#amaç

On altı yaşımdayken birdenbire sözcüklerin salt tadını, başka deyişle, sözcüklerin sesleriyle çağrışımlarını keşfettim … Para kazanmak gereksinimini bir yana bırakırsak, düzyazı için gerekli olan en az dört ana yazma nedeni (salt bencillik, estetik merak, tarihsel dürtü, siyasal amaç) olduğunu sanıyorum.

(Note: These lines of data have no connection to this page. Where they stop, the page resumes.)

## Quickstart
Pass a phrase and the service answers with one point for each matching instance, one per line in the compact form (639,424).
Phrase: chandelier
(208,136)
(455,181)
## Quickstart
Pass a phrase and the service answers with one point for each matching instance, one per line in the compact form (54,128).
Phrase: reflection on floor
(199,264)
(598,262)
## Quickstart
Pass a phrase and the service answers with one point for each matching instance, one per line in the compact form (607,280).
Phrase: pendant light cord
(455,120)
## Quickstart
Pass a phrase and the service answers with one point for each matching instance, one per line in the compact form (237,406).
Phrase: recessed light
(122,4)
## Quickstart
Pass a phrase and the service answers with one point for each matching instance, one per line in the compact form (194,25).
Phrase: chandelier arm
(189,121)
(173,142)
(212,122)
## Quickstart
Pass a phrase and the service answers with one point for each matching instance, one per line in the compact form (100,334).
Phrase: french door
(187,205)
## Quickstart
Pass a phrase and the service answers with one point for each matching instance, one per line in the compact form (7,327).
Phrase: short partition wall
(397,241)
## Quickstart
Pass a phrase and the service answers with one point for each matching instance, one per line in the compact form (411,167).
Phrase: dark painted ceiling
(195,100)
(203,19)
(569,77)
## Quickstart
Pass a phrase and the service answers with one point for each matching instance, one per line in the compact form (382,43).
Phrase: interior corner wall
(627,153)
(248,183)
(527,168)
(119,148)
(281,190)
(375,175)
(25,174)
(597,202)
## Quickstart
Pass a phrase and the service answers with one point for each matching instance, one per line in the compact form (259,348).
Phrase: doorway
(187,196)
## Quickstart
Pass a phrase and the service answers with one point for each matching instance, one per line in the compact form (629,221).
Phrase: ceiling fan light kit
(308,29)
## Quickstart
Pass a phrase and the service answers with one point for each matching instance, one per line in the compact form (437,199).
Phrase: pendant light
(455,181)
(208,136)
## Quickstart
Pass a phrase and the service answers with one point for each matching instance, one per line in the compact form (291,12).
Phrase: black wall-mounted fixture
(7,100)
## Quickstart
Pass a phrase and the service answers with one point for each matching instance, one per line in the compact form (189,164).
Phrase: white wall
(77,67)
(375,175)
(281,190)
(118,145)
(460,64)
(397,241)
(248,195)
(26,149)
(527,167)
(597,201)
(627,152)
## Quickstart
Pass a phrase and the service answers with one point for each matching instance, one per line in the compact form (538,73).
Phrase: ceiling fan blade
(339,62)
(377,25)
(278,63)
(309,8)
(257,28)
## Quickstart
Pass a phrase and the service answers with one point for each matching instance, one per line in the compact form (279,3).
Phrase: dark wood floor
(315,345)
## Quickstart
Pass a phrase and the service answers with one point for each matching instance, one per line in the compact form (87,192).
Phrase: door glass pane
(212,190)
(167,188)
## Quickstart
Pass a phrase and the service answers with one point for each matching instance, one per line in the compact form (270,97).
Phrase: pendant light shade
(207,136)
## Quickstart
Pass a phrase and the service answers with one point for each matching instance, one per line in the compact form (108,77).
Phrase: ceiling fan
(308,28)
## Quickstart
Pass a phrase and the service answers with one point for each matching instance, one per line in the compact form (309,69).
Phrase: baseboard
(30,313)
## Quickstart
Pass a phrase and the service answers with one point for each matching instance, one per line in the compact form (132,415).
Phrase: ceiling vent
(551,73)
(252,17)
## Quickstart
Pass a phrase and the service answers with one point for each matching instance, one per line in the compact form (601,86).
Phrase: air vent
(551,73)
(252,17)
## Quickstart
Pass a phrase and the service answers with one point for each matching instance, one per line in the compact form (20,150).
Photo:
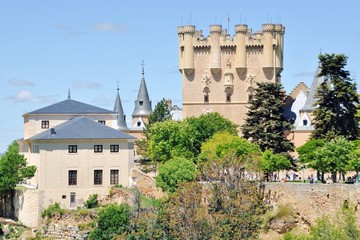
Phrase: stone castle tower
(220,72)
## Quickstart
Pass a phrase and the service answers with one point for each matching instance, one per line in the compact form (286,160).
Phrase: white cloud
(110,27)
(84,84)
(27,96)
(20,82)
(304,74)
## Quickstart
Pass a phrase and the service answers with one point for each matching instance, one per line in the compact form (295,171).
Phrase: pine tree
(265,123)
(337,99)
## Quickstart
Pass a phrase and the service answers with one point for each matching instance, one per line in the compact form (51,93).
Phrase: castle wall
(220,72)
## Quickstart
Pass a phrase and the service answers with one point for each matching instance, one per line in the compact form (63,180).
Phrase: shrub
(52,210)
(92,202)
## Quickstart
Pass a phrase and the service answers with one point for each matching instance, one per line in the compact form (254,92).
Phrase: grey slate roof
(81,128)
(70,106)
(142,103)
(121,123)
(310,101)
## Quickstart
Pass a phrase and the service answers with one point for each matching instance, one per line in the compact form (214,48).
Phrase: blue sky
(47,47)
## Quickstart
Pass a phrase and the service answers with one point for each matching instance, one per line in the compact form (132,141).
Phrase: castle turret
(121,118)
(186,50)
(142,103)
(214,39)
(240,42)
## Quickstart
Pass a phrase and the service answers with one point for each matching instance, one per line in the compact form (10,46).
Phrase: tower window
(228,98)
(206,98)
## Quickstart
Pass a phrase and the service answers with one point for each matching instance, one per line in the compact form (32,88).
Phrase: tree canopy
(14,168)
(336,100)
(265,123)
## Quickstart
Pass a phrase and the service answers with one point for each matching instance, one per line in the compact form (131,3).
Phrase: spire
(142,103)
(310,100)
(121,122)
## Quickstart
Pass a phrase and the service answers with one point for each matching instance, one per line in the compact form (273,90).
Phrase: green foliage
(224,206)
(161,112)
(307,152)
(337,98)
(170,139)
(13,168)
(265,123)
(92,202)
(174,172)
(112,221)
(224,145)
(52,210)
(334,156)
(271,162)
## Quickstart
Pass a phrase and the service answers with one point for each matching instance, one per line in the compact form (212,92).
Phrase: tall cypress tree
(265,123)
(337,99)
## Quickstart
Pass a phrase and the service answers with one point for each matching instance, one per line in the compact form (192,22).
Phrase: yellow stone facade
(220,72)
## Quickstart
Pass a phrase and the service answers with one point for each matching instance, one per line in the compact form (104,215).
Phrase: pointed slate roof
(310,101)
(142,103)
(70,106)
(81,128)
(121,123)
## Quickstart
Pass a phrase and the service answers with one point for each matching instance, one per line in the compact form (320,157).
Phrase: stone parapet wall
(311,201)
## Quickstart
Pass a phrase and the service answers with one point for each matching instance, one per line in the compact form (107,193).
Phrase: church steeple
(121,121)
(142,103)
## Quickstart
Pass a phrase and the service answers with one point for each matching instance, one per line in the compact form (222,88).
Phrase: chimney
(169,103)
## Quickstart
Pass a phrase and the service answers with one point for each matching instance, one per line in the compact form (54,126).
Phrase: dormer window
(228,97)
(206,98)
(45,124)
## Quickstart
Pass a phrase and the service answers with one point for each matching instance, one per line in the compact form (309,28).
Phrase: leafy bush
(92,202)
(174,172)
(112,221)
(52,210)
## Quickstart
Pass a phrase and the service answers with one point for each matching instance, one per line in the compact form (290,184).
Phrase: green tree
(112,221)
(265,123)
(14,168)
(174,172)
(271,162)
(161,112)
(205,126)
(169,139)
(223,144)
(334,156)
(336,102)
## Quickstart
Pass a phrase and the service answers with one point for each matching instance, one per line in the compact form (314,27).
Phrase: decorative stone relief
(206,79)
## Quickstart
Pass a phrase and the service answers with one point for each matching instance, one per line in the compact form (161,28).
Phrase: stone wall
(27,205)
(311,201)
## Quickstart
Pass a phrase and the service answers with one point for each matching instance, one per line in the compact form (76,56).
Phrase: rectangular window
(228,98)
(72,177)
(102,122)
(114,148)
(72,148)
(97,148)
(114,177)
(206,98)
(45,124)
(97,177)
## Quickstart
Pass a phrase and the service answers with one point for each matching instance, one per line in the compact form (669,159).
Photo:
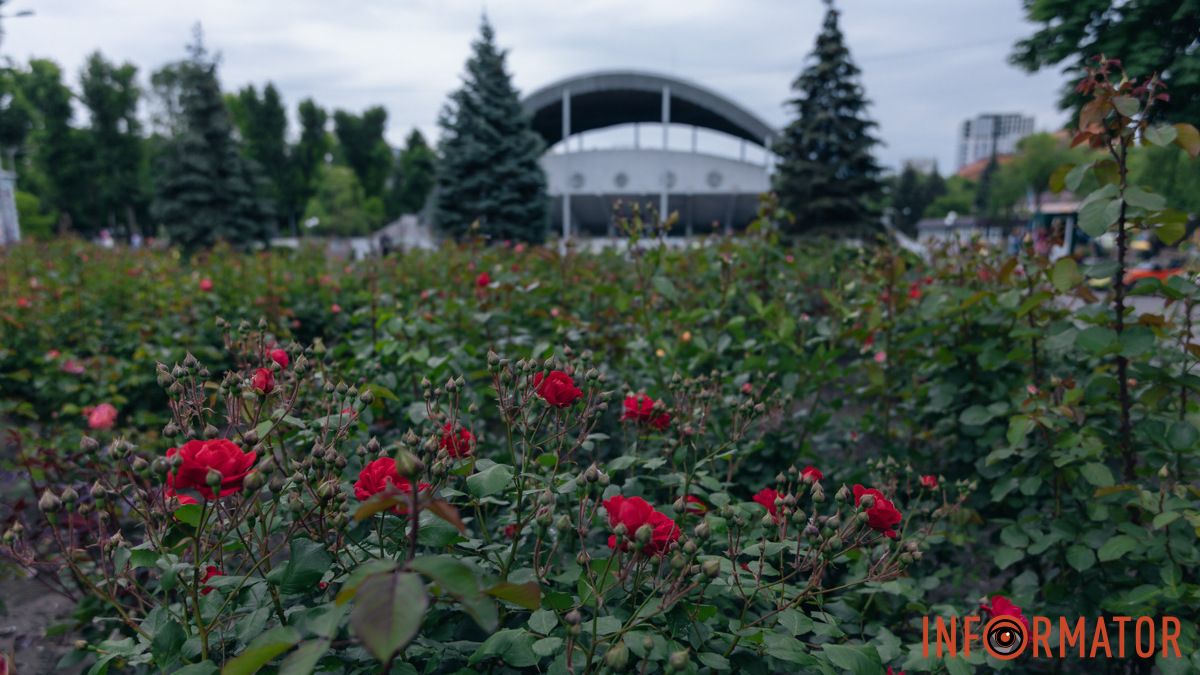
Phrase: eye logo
(1005,637)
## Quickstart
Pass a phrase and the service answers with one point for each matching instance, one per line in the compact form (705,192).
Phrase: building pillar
(567,179)
(666,129)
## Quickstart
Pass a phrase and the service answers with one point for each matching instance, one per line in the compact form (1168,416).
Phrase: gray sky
(927,64)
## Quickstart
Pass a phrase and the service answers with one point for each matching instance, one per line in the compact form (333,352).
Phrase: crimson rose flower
(1000,605)
(209,573)
(640,408)
(767,497)
(101,417)
(459,443)
(557,388)
(199,458)
(882,515)
(381,476)
(635,512)
(263,381)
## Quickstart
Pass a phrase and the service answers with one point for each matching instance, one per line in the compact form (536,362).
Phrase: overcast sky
(927,64)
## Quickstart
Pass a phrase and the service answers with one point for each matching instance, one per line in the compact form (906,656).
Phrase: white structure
(10,227)
(991,133)
(711,193)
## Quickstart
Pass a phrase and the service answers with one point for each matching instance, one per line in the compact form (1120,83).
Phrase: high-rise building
(991,133)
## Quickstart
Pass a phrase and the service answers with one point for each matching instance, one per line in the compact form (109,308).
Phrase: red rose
(634,513)
(209,573)
(263,381)
(695,505)
(381,476)
(101,417)
(459,443)
(199,458)
(640,408)
(767,497)
(1000,605)
(882,515)
(557,388)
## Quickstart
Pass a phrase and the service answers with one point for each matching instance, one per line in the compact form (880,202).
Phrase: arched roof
(613,97)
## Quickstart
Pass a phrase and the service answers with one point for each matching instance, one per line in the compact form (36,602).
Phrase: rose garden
(756,454)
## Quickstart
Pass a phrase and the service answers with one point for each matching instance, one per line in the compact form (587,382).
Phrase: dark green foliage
(263,125)
(414,177)
(54,149)
(489,168)
(208,191)
(363,147)
(114,147)
(1149,36)
(827,175)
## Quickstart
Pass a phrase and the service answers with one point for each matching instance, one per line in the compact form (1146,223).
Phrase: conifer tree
(489,168)
(827,175)
(208,190)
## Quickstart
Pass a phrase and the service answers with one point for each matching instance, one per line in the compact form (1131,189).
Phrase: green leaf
(1005,556)
(491,481)
(1080,557)
(1097,340)
(527,595)
(1141,198)
(1116,547)
(1097,475)
(262,651)
(307,563)
(360,574)
(856,658)
(459,579)
(304,659)
(388,613)
(1126,105)
(1161,135)
(976,416)
(511,645)
(1065,275)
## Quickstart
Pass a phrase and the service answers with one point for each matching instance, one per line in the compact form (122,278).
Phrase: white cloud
(928,64)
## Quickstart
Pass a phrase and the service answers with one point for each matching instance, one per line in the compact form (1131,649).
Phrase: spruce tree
(827,175)
(208,190)
(489,168)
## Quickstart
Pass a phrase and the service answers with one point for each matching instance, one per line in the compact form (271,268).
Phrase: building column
(567,179)
(666,129)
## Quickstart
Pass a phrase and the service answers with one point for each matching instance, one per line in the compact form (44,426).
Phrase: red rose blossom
(1000,605)
(640,408)
(634,513)
(882,515)
(381,476)
(199,458)
(557,388)
(767,497)
(263,381)
(209,573)
(457,443)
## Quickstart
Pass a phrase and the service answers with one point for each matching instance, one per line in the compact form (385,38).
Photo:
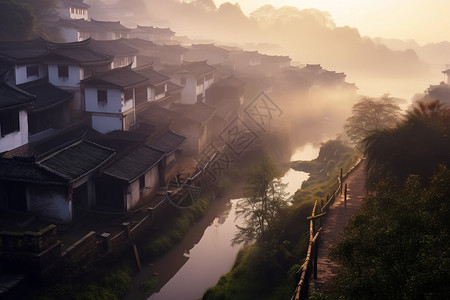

Bunlar her yazarda değişik ölçülerde bulunur ve bu oranlar yazarın içinde yaşadığı çevreye göre zaman zaman değişir.

Sanatın siyasetle hiçbir ilişkisi olmaması gerektiği düşüncesinin ta kendisi siyasal bir tutumdur… Geçmişteki yaptıklarıma baktığımda, siyasal bir amaçtan yoksun olduğum her durumda, cansız kitaplar yazdığımı, dokunaklı bölümlerin gösterişine kapıldığımı, anlamsız tümceler, süslü nitelemeler kullandığımı ve yapıtı genel olarak ipe sapa gelmez şeylerle doldurduğumu görüyorum.

Her deniz teknesinin olduğu gibi, herkesin de bir pusulası vardır. Bu pusulanın ibreleri çeşitli yönleri gösterir. Kiminde banka hesabını, kiminde çıkar sağlamayı, kiminde koltuk hırsını, kiminde ün salmayı... Benim pusulamın ibresi hep tiyatro sevgisini gösterir.